Le ragazze rapite stanno per essere salvate da un indiano, ma si spaventano,
vanificando il tentativo e facendo finir male il loro soccorritore.
Tra Maggie e suo padre, non c’è dialogo né mai c’è stato: la donna, per conoscere meglio il padre, chiede informazioni ad un estraneo, indiano per la precisione. In pratica una donna bianca chiede che uomo fosse il proprio padre ad un Apache, e lo fa in spagnolo, che non è né la sua lingua né quella dell’interlocutore. Alla fine, Maggie troverà la forza di chiedere direttamente al padre il perché dell’abbandono ma, nel momento più commovente, chiuderà la questione con un “tanto non avrai il mio perdono”. Al che, giusto per rimarcare l’estrema difficoltà di dialogo, l’uomo ribatterà “Né io te lo chiedo”.Il film regge, visto che il regista conosce il suo mestiere,
e finché sembra una sorta di moderno spaghetti-western
in versione de-luxe, assolve il suo
compito. Il finale, però, tradisce le ambizioni di Howard, che, purtroppo per
lui, non è Michael Mann (tanto per fare un nome) e la chiusura di The Missing appare anni luce distante
dalla solennità di L’ultimo dei Mohicani.

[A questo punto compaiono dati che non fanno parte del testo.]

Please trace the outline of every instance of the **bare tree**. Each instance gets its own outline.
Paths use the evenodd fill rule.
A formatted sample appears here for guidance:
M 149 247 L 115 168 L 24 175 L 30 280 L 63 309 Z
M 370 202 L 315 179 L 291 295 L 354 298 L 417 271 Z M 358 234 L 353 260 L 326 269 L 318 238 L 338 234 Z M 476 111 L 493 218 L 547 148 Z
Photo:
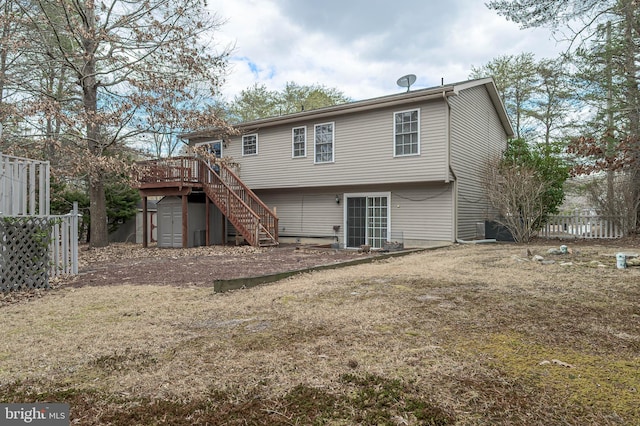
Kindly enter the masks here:
M 547 187 L 536 170 L 505 167 L 494 159 L 487 167 L 484 186 L 489 203 L 499 213 L 494 221 L 507 228 L 517 242 L 529 242 L 546 216 Z
M 121 167 L 120 146 L 150 128 L 142 107 L 158 105 L 154 93 L 171 93 L 167 115 L 188 99 L 198 84 L 212 95 L 226 65 L 227 51 L 206 45 L 220 25 L 201 0 L 33 0 L 23 7 L 39 35 L 44 56 L 76 82 L 75 104 L 64 111 L 69 152 L 78 172 L 88 177 L 91 245 L 105 246 L 105 175 Z M 62 108 L 59 109 L 62 111 Z M 200 111 L 191 125 L 218 125 Z M 187 126 L 187 125 L 185 125 Z

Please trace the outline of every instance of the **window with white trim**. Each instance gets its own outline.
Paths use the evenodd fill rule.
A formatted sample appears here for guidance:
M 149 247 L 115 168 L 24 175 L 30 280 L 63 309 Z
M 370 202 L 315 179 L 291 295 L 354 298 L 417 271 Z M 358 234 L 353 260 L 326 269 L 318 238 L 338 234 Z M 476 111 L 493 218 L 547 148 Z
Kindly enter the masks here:
M 316 124 L 314 131 L 315 163 L 333 162 L 333 123 Z
M 242 155 L 258 154 L 258 135 L 244 135 L 242 137 Z
M 420 110 L 396 112 L 394 114 L 393 155 L 420 154 Z
M 291 156 L 300 158 L 307 156 L 307 128 L 294 127 L 291 130 Z

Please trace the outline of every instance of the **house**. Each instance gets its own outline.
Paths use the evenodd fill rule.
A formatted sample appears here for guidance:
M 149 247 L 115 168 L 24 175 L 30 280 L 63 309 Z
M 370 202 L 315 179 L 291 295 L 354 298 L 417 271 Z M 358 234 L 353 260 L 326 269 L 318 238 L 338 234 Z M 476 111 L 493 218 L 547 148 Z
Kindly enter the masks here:
M 190 145 L 230 158 L 234 167 L 221 163 L 215 171 L 206 164 L 202 169 L 201 161 L 187 167 L 188 172 L 180 168 L 182 163 L 179 170 L 159 172 L 154 164 L 152 174 L 181 182 L 187 194 L 182 197 L 184 212 L 189 194 L 204 191 L 206 202 L 213 201 L 231 222 L 232 226 L 219 225 L 223 235 L 242 228 L 225 200 L 256 203 L 247 201 L 246 193 L 251 193 L 260 209 L 272 215 L 254 220 L 269 222 L 272 228 L 241 230 L 242 235 L 255 235 L 250 243 L 259 245 L 260 236 L 268 234 L 272 243 L 333 243 L 345 248 L 382 248 L 389 242 L 420 247 L 481 237 L 478 224 L 492 213 L 483 191 L 483 170 L 513 136 L 492 78 L 236 127 L 239 135 L 215 130 L 184 135 Z M 227 175 L 234 181 L 225 183 Z M 149 194 L 164 191 L 160 187 L 166 184 L 152 180 L 155 192 Z M 185 192 L 188 185 L 191 190 Z M 223 194 L 219 188 L 224 185 Z M 166 195 L 179 194 L 174 188 Z M 185 223 L 183 229 L 190 232 Z M 212 232 L 208 223 L 206 232 Z

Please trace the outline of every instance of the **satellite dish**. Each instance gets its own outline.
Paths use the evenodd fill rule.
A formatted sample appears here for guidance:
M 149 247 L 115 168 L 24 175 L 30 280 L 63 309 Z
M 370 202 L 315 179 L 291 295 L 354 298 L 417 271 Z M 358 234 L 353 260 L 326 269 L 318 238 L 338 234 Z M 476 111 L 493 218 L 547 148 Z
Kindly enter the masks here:
M 411 88 L 411 85 L 413 83 L 415 83 L 415 82 L 416 82 L 416 75 L 415 74 L 403 75 L 402 77 L 400 77 L 398 79 L 398 81 L 396 81 L 396 83 L 398 83 L 398 86 L 406 87 L 407 88 L 407 92 L 409 91 L 409 88 Z

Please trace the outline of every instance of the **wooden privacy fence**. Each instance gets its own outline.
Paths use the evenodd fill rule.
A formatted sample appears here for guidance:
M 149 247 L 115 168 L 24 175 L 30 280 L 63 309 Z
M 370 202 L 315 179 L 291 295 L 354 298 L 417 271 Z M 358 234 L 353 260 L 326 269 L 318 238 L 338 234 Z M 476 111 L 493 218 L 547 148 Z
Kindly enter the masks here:
M 0 217 L 0 290 L 49 287 L 78 273 L 78 208 L 59 216 Z
M 0 153 L 0 291 L 78 273 L 78 205 L 49 214 L 49 162 Z
M 49 162 L 0 153 L 0 216 L 49 214 Z
M 575 213 L 550 216 L 538 236 L 545 238 L 621 238 L 625 235 L 623 216 Z
M 76 275 L 78 273 L 78 203 L 66 215 L 49 216 L 51 241 L 49 242 L 49 260 L 51 276 Z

Ecco, questo è il vero limite dell’opera, che è poi forse anche il limite
dell’autore: gli ingredienti validi ci sono tutti, ma quando è il momento di
dare la stoccata decisiva, manca la cifra autoriale
e, in un genere come il western, quando si cerca di riportare in luce l’epica del
cinema classico (o neo-classico) non si può mascherare il bluff. Ma, al netto
della sensazione di incompiutezza finale, che peraltro rimarca la scarsa definizione
dei ruoli dei protagonisti, il film, sebbene irrisolto, rimane godibile.
E allora il missing del titolo
forse non è tanto la ragazza scomparsa,
ma la mancanza di un vero cuore alla storia di questo film. Che forse è più acuto di quanto si possa pensare.Che sia il cuore, che manchi all'America?